Кофе пили в молчании. Появилась какая-то неловкость, которой раньше не было.

- Я правильно поняла – твоя мать была девственницей, полюбила твоего отца.
- Да.
- Теперь тебя должна полюбить и съесть девственница?
- Не обязательно девственница. Это не важно.
- Так у тебя уйма времени.
- Нет. Шаман сказал – как только я пересеку границу города, через три дня я потеряю возможность стать человеком. Остались сутки.
- С ума сошёл? Надо возвращаться!
- Поздно.
- А если на самолёт? Мы часа в два будем в Ростове…
- Последние сутки истекают завтра к утру.
- Мы успеем! Сейчас посмотрю во сколько прибываем и закажем билет на самолёт…

Я вскочила, он поймал меня за руку, потянул вниз, усадил рядом с собой.

- Я всё просчитал. Мы не успеваем. Даже если бы ты сошла ночью и пересела на другой поезд. Или на самолёт. Я превращусь в буханку прямо в аэропорту. Представь этот цирк. Больше не хочу это длить. Ещё одну зиму я не переживу. Сойду с ума. Иногда безумие так близко… Знаешь как страшно, когда возвращаешься и не помнишь кто ты. Не знаешь где ты… Даже рядом с тобой, моя хорошая, я этого больше не вынесу.
- Хочешь, чтобы это сделала я? – слёзы снова полились, я уткнулась ему в плечо и разрыдалась. Всхлипывала, размазывала слёзы по его футболке.
- Да. Умоляю. Хочу вернуться к тебе.
- Но у меня не может быть детей. Врачи единодушны. Всё плохо.
- Мы попытаемся. Давай попробуем.
- Получается, у нас остался один день? только сегодня?
- Да. Ты должна съесть меня до рассвета.
- Я поняла.

Сергей встал, замкнул дверь купе, опустил на окне шторку, закрепил её, чтобы не открылась.

****

- Если бы мы успели пожениться, моя квартира и пекарня достались бы тебе, – теперь Сергей лежал головой на моих коленях, я разглядывала его лицо.
- Пожениться - это мило. Но тогда пришлось бы выйти где-нибудь, метаться в поисках ЗАГСа, короче упустить свой последний день. Не переживай, я живу в Адлере, у меня небольшая гостиница в пяти минутах от моря.
- Правда что ли?

Он сел, уставился на меня, как будто я призналась, что летала на Луну без скафандра.

- Никогда не видел моря.
- Терпи. Всего девять месяцев и увидишь.
- Ты уверена?
- Да. Теперь да. Такое чувство благополучия и радости. Ни страха, ни сомнений.
- Так странно. У меня тоже. Должно быть страшно. Но нет.
- Ложись, ещё пол часа до заката. Хочу запомнить твоё лицо.
- Потерпи девять месяцев, и я вернусь, – засмеялся, притянул меня к себе.

***

Прибыла ночью. Проводница помогла с чемоданом.

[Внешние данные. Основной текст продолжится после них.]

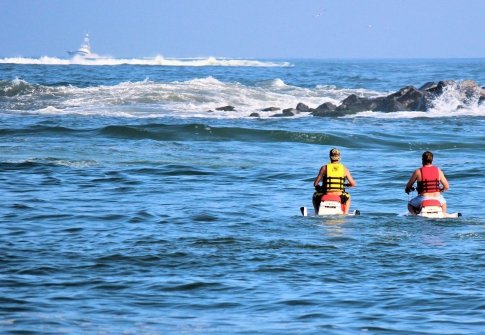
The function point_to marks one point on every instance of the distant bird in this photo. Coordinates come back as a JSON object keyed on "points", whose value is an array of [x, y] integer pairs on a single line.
{"points": [[319, 13]]}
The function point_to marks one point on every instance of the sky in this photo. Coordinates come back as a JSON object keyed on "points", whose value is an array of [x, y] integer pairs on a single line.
{"points": [[249, 29]]}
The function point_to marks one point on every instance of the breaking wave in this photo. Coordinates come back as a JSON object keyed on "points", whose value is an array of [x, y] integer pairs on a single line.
{"points": [[202, 97]]}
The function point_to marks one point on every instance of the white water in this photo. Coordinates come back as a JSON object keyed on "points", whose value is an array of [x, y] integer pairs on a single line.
{"points": [[154, 61]]}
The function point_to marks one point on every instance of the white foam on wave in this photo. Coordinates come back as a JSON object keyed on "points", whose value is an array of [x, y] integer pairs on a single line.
{"points": [[200, 98], [153, 61]]}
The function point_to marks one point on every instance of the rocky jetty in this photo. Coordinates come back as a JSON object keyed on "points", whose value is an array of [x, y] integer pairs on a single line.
{"points": [[409, 98]]}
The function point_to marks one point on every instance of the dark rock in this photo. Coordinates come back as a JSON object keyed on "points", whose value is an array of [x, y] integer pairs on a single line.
{"points": [[226, 108], [271, 109], [354, 104], [406, 99], [286, 112], [301, 107], [324, 109]]}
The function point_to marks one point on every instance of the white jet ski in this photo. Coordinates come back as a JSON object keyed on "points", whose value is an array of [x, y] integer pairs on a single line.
{"points": [[431, 208], [331, 204]]}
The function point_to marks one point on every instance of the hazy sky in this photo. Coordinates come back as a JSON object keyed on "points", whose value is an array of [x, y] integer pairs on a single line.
{"points": [[245, 28]]}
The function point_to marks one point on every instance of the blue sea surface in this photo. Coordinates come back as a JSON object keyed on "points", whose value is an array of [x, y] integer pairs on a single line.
{"points": [[132, 205]]}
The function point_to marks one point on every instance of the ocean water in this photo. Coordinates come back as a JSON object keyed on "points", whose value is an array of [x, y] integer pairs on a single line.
{"points": [[130, 205]]}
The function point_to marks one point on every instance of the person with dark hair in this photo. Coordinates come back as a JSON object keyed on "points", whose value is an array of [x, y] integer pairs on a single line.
{"points": [[431, 182], [333, 176]]}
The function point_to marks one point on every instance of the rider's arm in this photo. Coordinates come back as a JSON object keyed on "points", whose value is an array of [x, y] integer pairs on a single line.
{"points": [[349, 178], [411, 181], [444, 182], [320, 175]]}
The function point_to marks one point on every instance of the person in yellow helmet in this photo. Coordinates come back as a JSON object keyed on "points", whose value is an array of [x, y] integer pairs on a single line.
{"points": [[333, 176]]}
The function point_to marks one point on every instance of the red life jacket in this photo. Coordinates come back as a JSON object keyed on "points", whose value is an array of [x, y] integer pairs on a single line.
{"points": [[430, 180]]}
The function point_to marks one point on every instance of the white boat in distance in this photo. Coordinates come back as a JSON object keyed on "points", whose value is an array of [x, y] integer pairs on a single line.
{"points": [[84, 50]]}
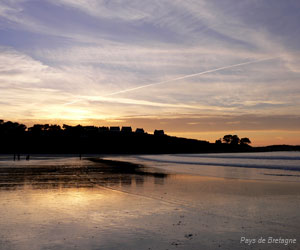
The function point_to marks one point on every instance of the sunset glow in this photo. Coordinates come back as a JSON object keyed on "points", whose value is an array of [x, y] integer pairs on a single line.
{"points": [[197, 69]]}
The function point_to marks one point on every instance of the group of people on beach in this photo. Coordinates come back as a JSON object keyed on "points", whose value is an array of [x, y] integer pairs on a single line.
{"points": [[18, 157]]}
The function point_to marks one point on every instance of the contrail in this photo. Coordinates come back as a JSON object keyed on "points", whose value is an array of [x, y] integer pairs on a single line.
{"points": [[189, 76], [179, 78]]}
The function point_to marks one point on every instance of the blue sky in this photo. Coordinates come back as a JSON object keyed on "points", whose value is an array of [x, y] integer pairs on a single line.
{"points": [[70, 61]]}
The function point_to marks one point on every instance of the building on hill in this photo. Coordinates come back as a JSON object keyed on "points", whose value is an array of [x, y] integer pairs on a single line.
{"points": [[159, 132], [140, 131], [114, 129], [126, 129]]}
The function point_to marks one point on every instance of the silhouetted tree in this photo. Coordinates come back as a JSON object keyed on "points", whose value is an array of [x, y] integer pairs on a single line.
{"points": [[235, 140], [245, 141], [227, 138], [219, 141]]}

- Простите, – спросила она, осторожно опуская мой чемодан на перрон. – Не подскажите, где ваш попутчик?
- Он сошёл в Армавире.
- Но у него билет до Адлера…
- Ничем не могу вам помочь, – ответила с каменным лицом. Только бы не зарыдать.

Пошла по перрону.
Всё-таки пришёл меня встречать. Знал, на каком поезде возвращаюсь.

- Привет, как доехала?
- Привет. Зря ты. Я такси вызвала.
- Ну зачем так? Пока тебя не было я думал. Я погорячился. Был неправ. Не казни. Можно я вернусь?

Улыбается. А я ещё сильнее сцепила зубы. Надо как-то покороче ответить. На длинные речи я сейчас не способна.

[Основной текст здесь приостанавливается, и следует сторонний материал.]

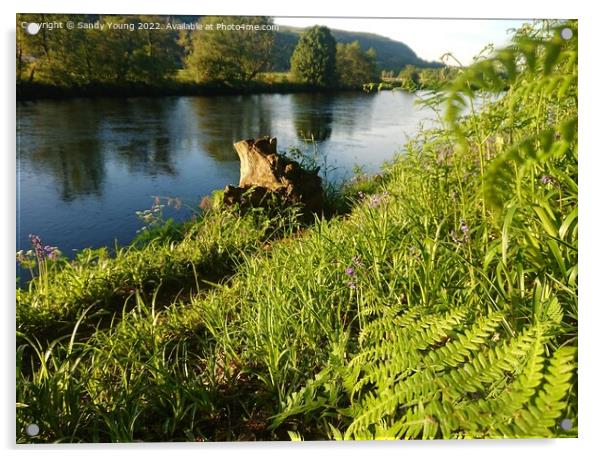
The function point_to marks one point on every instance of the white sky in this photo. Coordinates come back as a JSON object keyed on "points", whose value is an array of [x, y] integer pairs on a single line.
{"points": [[429, 38]]}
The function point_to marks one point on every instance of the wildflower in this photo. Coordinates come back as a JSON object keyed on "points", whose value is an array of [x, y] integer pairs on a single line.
{"points": [[357, 261], [40, 251], [205, 203], [464, 228], [377, 199], [463, 235]]}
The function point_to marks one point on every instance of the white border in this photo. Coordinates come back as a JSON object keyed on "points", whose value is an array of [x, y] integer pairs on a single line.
{"points": [[589, 187]]}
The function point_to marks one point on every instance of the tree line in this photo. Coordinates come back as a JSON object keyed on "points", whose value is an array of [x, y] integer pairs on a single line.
{"points": [[88, 56]]}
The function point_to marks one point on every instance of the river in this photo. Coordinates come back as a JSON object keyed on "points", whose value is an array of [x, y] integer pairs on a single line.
{"points": [[85, 166]]}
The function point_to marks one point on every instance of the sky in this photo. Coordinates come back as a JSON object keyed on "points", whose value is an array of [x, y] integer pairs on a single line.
{"points": [[428, 38]]}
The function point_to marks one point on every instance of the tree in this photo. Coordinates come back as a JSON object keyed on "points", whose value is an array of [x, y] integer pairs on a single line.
{"points": [[314, 58], [234, 56], [354, 66]]}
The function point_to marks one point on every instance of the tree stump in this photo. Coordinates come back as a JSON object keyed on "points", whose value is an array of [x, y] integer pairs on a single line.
{"points": [[264, 173]]}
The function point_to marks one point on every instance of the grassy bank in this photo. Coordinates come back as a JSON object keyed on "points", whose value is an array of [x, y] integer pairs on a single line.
{"points": [[444, 305]]}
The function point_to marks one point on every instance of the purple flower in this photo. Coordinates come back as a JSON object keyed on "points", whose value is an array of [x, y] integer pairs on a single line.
{"points": [[377, 199], [463, 235], [43, 251], [357, 261]]}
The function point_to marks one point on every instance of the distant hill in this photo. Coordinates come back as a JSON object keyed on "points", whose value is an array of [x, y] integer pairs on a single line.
{"points": [[390, 54]]}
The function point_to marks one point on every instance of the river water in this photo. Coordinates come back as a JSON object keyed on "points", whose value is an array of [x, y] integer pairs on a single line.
{"points": [[84, 166]]}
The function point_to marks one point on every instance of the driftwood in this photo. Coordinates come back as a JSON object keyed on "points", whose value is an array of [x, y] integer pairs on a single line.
{"points": [[264, 174]]}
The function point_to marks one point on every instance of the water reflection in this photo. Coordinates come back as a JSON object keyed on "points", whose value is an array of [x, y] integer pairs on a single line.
{"points": [[62, 140], [85, 166], [77, 171], [225, 120], [312, 116]]}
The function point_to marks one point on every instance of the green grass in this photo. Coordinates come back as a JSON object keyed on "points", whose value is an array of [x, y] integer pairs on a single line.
{"points": [[444, 305]]}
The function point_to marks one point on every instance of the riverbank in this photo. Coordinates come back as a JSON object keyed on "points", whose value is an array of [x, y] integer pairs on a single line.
{"points": [[32, 91], [443, 305]]}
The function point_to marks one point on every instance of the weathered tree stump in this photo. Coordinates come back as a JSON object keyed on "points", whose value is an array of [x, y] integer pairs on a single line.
{"points": [[264, 173]]}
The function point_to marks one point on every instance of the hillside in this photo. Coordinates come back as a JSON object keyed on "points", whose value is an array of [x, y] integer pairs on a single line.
{"points": [[390, 54]]}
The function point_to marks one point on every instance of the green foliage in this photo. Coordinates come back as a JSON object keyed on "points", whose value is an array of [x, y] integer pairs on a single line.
{"points": [[437, 308], [80, 56], [355, 67], [228, 56], [314, 59], [391, 55]]}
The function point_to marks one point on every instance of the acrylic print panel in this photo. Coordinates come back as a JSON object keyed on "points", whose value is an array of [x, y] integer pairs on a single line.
{"points": [[273, 229]]}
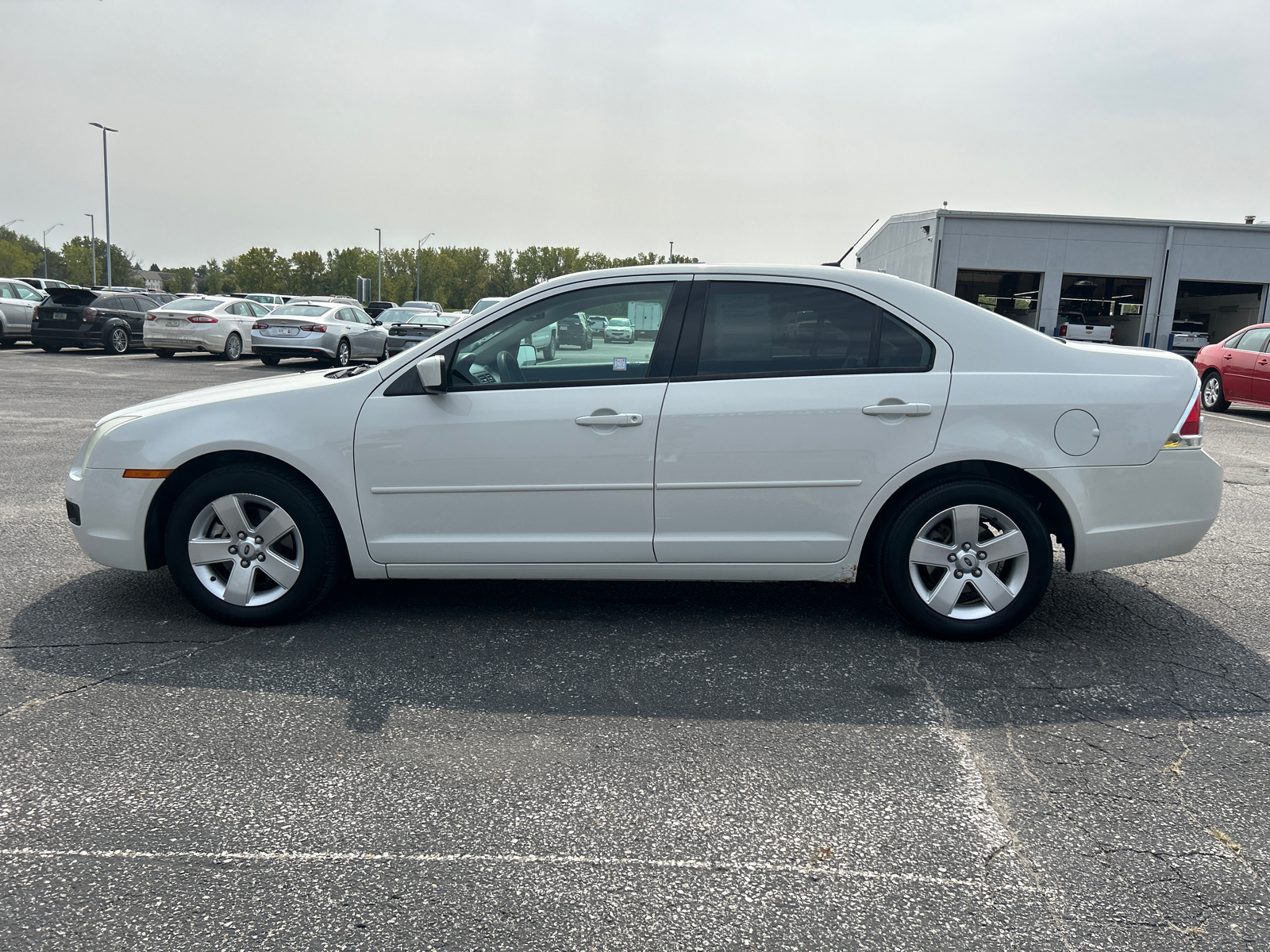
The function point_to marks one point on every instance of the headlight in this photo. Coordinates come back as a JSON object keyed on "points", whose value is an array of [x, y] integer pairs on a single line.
{"points": [[80, 463]]}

- Ты был прав. Я сумасбродная, непоследовательная, временами совсем ку-ку и другой не стану. Давай на этом закончим. И ради бога, езжай быстрей, мне плохо.
- Ты заболела? – беспокойно спрашивает.
- Да, заболела. Заблюю всю твою машину, если до рассвета не успеешь.

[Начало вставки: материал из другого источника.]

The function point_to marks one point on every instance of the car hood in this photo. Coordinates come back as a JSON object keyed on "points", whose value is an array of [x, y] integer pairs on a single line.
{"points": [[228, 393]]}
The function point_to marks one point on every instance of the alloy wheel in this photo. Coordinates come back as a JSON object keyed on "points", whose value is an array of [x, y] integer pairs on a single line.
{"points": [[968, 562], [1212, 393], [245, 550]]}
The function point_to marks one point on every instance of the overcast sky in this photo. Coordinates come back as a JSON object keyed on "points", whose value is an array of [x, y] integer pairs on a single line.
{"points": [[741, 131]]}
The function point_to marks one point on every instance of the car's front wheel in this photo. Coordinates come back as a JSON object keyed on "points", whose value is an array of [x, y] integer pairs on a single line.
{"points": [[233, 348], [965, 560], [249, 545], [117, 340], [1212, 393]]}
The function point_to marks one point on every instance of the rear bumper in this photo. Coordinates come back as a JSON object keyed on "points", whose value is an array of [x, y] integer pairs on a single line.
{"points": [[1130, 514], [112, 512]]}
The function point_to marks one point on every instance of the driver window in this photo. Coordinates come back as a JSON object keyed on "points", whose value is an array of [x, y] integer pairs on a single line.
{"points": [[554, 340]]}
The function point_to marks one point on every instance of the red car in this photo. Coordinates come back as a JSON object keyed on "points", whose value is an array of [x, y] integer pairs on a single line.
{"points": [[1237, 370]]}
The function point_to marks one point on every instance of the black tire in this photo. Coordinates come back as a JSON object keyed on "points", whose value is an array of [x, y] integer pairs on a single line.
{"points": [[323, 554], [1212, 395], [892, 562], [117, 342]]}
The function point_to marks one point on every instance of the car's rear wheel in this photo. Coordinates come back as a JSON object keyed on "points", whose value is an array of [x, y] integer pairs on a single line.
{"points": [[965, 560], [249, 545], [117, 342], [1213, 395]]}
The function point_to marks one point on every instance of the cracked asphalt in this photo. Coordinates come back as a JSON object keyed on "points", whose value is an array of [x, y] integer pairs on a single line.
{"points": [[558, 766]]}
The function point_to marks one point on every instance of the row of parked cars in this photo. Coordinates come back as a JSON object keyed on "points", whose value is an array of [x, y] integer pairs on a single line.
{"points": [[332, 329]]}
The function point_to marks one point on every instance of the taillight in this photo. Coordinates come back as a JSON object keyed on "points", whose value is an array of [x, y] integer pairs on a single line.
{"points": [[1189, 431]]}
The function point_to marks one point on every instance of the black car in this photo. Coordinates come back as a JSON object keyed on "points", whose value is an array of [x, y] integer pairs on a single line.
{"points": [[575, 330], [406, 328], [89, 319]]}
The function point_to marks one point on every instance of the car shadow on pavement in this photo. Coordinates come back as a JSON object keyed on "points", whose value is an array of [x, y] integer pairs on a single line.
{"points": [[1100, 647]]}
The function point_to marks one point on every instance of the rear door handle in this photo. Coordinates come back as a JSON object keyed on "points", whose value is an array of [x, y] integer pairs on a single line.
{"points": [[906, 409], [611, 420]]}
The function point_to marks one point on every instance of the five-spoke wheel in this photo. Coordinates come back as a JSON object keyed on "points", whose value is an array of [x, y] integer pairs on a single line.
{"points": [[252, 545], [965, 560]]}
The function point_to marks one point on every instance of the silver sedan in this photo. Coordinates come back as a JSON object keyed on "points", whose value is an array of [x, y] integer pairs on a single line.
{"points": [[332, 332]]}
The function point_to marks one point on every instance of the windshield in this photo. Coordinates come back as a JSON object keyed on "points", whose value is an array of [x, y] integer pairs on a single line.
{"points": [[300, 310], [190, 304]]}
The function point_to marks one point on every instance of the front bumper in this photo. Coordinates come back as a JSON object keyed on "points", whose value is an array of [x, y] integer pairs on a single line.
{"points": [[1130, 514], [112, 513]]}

Видимо поверил. Про рассвет не стал расспрашивать, надавил на газ. 
Мы мчались по городу, жёлтые светофоры подмигивали на каждом перекрёстке. Я открыла окно и вдохнула родной солёный воздух.

Первые солнечные лучи блеснули над горизонтом, когда он затормозил около моего дома, я выскочила из машины. В желудке как будто что-то взорвалось и тут же из меня хлынуло нечто. Я согнулась около кустов самшита. Рвало долго. Сопли, слёзы, жуткая горечь раздирала горло.

Когда разогнулась, обнаружила, что машины и бывшего нет.
Прекрасно. Одной проблемой меньше.
Обтёрлась, глотнула минералки. Села на скамейку около своего забора под грецким орехом.
Вот мы и дома, мой мальчик. Вот мы и дома.